Dice la Biblia en Sofonías 3: 4

”Sus profetas son livianos…”.

Una sección de la Biblia hebrea se llama Navim, que se traduce sencillamente como Profetas. La historia del pueblo de Israel no se puede entender sin conocer a los hombres que Dios levantó para comunicarse con sus hijos, ya que fue por medio de ellos que los corrigió y les señaló el camino a seguir.

Desde Moisés hasta Malaquías encontramos decenas de personas que Dios escogió para llamar la atención de los hebreos, pero también para animarlos y consolarlos.

El profeta Sofonías vivió unos cuantos años antes de la destrucción del templo de Jerusalén, hecho que sucedió en el año 584 aproximadamente, él en su momento advirtió el gravísimo peligro que se cernía sobre la nación israelita: sus profetas cada día escaseaban y los pocos que había estaban perdiendo su propósito.

Los videntes de la época de Sofonías se habían vuelto livianos.
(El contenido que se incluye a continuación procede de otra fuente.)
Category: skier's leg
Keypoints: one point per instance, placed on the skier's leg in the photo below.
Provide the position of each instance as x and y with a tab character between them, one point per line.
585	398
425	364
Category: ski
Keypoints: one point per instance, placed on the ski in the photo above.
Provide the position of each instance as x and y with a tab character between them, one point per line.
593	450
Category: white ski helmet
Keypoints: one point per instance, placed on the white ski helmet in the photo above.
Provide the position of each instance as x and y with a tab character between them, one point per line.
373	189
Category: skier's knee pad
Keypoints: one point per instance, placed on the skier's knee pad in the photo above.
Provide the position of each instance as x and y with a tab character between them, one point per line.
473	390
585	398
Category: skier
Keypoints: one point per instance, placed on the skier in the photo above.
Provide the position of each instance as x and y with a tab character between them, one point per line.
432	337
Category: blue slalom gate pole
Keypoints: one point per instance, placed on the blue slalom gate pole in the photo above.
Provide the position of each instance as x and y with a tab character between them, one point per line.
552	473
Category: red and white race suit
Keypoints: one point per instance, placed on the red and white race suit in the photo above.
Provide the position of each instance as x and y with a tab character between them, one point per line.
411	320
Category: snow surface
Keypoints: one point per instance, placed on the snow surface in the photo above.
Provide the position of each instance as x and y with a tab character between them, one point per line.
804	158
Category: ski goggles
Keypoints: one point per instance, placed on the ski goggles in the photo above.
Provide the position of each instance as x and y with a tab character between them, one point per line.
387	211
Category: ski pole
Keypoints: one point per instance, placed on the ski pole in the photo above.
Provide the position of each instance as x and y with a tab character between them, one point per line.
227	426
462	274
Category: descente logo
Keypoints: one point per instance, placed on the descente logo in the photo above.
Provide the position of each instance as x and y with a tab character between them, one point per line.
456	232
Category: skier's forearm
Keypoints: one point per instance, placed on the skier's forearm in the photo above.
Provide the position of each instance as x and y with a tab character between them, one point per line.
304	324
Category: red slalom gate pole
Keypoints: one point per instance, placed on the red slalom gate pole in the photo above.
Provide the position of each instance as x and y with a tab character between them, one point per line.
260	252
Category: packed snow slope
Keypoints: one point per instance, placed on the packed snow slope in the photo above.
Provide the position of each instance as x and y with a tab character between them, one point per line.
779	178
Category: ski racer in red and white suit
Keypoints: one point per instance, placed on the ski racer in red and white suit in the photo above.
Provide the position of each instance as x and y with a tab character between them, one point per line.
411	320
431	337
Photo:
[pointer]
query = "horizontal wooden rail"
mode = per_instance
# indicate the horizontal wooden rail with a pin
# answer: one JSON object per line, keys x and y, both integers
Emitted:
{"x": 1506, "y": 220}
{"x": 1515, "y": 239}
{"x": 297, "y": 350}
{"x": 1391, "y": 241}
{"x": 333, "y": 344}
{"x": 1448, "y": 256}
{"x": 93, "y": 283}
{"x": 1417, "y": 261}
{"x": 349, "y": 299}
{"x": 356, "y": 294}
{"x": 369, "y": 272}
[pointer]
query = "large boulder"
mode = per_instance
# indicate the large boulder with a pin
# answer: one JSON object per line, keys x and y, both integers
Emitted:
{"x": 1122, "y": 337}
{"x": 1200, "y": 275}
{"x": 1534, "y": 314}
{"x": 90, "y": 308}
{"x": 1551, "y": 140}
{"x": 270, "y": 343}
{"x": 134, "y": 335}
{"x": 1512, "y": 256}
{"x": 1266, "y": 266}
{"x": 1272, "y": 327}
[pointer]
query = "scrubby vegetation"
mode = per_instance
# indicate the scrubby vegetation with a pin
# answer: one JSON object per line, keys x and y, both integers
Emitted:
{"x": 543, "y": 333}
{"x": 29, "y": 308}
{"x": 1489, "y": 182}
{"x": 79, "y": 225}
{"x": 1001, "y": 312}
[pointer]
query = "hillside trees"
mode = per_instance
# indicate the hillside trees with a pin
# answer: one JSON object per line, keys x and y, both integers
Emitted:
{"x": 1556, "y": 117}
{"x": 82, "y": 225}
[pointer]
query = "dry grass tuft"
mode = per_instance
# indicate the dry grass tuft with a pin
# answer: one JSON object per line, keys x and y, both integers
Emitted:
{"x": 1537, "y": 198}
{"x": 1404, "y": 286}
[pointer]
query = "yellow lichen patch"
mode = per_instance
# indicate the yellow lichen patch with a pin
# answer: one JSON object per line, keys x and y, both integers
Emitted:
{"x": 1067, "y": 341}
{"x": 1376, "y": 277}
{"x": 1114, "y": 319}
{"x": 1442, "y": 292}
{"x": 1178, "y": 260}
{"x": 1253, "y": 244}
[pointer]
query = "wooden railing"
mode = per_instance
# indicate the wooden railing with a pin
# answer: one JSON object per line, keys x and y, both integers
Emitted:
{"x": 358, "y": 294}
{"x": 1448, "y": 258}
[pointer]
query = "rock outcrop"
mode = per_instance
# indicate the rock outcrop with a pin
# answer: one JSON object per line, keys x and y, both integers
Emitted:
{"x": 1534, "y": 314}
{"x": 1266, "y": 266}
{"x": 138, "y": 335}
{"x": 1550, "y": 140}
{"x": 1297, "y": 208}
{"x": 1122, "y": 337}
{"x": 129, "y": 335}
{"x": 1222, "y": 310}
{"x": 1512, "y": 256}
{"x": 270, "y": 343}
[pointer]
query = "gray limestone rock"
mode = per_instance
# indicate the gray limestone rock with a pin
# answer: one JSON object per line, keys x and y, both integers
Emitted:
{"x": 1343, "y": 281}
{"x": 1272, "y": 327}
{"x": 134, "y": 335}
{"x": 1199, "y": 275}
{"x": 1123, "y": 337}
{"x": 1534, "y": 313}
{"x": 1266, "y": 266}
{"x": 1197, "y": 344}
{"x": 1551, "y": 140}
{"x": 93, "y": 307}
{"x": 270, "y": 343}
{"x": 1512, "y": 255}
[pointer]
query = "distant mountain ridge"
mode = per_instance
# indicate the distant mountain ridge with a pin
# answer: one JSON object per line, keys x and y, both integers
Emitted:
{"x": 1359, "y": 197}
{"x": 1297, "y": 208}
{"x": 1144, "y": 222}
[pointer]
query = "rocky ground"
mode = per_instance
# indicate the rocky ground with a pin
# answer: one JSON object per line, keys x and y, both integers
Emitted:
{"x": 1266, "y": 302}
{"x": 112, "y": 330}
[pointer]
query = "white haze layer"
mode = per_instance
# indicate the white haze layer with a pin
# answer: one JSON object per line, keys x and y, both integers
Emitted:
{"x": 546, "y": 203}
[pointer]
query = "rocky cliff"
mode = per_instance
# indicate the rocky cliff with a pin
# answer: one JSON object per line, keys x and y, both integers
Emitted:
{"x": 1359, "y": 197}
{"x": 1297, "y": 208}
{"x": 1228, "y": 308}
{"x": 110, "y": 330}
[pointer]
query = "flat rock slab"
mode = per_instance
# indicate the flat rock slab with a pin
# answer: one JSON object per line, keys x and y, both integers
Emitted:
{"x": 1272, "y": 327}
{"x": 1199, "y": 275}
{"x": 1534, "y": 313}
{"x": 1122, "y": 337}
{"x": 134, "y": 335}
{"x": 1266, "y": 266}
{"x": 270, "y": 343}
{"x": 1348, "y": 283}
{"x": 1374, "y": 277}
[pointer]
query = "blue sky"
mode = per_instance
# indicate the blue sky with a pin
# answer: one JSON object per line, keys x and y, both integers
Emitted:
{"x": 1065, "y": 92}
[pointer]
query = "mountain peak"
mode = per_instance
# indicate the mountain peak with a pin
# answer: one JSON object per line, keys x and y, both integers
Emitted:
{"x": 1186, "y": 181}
La palabra “livianos” tiene varias traducciones, algunas de ellas son: “extravagante”, “impertinente”, “insolente” y “orgulloso”. Los profetas de esa época eran hombres más preocupados por lucir su espiritual labor que por dejarse usar por Dios.

Ellos eran los responsables de hablar en nombre del Creador y dejar claro lo que él demandaba. Cuando esta función no se cumplía el pueblo de Israel entraba en crisis porque el pecado se consentía, la maldad se toleraba y la desviación espiritual era bien vista.

Sofonías se topó con esta clase de profetas y los confrontó duramente; esta tarea develó su triste condición, pues en lugar de ayudar a los hijos de Dios, se convirtieron en su ruina.

Hablar en nombre del Padre de manera liviana siempre será censurado por Dios porque en nada ayuda a su pueblo, sino todo lo contrario lo hunde en la destrucción y desolación.